Corollary 2. Under the same assumptions as Theorem 1, we assume that the sequence \((X_i)_{1 \leq i \leq n}\) of i.i.d. random variables is such that \(\mathbb{E}(X_i) = \mu\) and \(\text{Var}(X_i) = \sigma^2\quad \forall\, i \in \{1,\dots,n\}\). Then for \(n\) large enough, we get:

\[ \tilde{A}_n(\theta) – A(\theta) \longrightarrow \mathcal{N}(0, s^2) \quad \text{a.s.} \quad \forall\, \theta \in [0,1], \tag{19} \]

where

\[ s^2 = (1 + \mu^2) \left( 1 + \frac{\sigma^2}{\mu^2} \right). \]

3.3. Appendix of proofs

As for the proofs of the previous proposition, theorem and corollary, we need some very important or primordial lemmas whose demonstrations will be made or will be given here as well.

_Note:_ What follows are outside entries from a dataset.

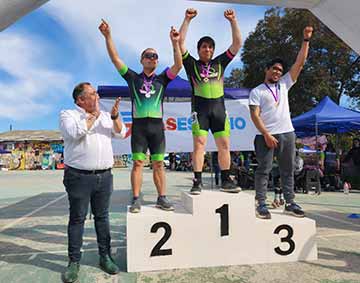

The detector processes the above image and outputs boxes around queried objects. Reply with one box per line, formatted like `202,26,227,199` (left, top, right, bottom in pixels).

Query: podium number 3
274,225,295,255
150,222,172,256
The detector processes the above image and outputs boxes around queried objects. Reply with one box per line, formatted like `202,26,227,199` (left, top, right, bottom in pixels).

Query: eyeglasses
272,66,284,73
142,52,159,60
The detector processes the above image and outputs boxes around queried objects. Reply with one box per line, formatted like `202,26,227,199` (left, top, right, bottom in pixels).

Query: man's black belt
65,165,111,175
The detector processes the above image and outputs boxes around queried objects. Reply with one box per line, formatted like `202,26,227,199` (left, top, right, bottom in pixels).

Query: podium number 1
215,204,229,237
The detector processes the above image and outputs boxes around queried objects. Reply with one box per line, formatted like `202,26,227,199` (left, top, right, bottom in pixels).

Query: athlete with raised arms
99,20,182,213
180,8,241,194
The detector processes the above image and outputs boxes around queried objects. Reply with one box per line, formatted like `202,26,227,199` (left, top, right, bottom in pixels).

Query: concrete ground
0,168,360,283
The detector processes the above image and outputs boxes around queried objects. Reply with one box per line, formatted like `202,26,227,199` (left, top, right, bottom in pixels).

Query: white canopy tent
0,0,360,54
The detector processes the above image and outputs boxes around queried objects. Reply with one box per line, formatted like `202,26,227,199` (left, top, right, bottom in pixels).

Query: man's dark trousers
63,167,113,262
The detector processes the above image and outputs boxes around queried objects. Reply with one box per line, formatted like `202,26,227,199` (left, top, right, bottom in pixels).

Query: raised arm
290,26,313,82
249,105,278,148
224,9,241,55
170,27,182,75
99,19,125,71
179,8,197,54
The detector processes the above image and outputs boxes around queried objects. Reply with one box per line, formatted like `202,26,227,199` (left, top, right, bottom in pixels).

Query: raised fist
304,26,314,39
224,9,236,22
170,27,180,42
99,19,110,37
185,8,197,20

Let us first recall that if \(\{X_i\}_{1}^{n}\) are i.i.d random variables with a distribution F. Consider a parametric function \(\Pi\) for which there exists an unbiased estimator. The parametric function \(\Pi\) can be expressed in the following form:

\[ \Pi(F) = \mathbb{E}[\psi(X_1,\dots,X_l)] = \int_{\mathbb{R}^l} \psi(X_1,\dots,X_l) dF(x_1) \cdots dF(x_l), \]

where \(\psi\) is a function of \(l\) i.i.d random variables from \(\{X_i\}_{1}^{n}\) with \(l \leq n\). For any function \(\Psi\), the corresponding U-statistic for the estimation of \(\Pi\) based on a random sample of size \(n\) is obtained by averaging \(\Psi\) symmetrically over the observations:

\[ U_n = U(X_1, \dots, X_n) = \frac{1}{\binom{n}{l}} \sum_{s} \psi(X_1, \dots, X_l), \]

where \(\sum_{s}\) represents the summation over the \(\binom{n}{l}\) combinations of \(l\) distinct elements \(i_j,\quad j \in \{1, \dots, l\}\) from \(\{1,\dots,n\}\). In particular, we have:

Lemma 1. For \(\psi(x) = x^m\) \((m > 0)\), the corresponding U-statistic is

\[ U_m = U(X_1, \dots, X_n) = \frac{1}{n} \sum_{i=1}^{n} X_i^m, \]

and for \(n\) large enough, we get

\[ U_m \longrightarrow \mu_m = \mathbb{E}[X^m] = \int_{\mathbb{R}} x^m dF(x). \]

In particular for \(m = 1\), we set \(\tilde{\mu}_n = U_1 \longrightarrow \mu = \mu_1\).

Proof. The proof of this lemma is similar to those found in Serfling [13] and Lehmann [14]. Thus we make an exception to this one.

Lemma 2. For every \(p \in ]0;1]\), the function defined on \(I = [0; +\infty)\) by \(\Phi : z \mapsto z^p\) satisfies the following condition:

\[ \forall\, u, v \in I : |\Phi(u) – \Phi(v)| \leq p |u – v|^{p}, \tag{20} \]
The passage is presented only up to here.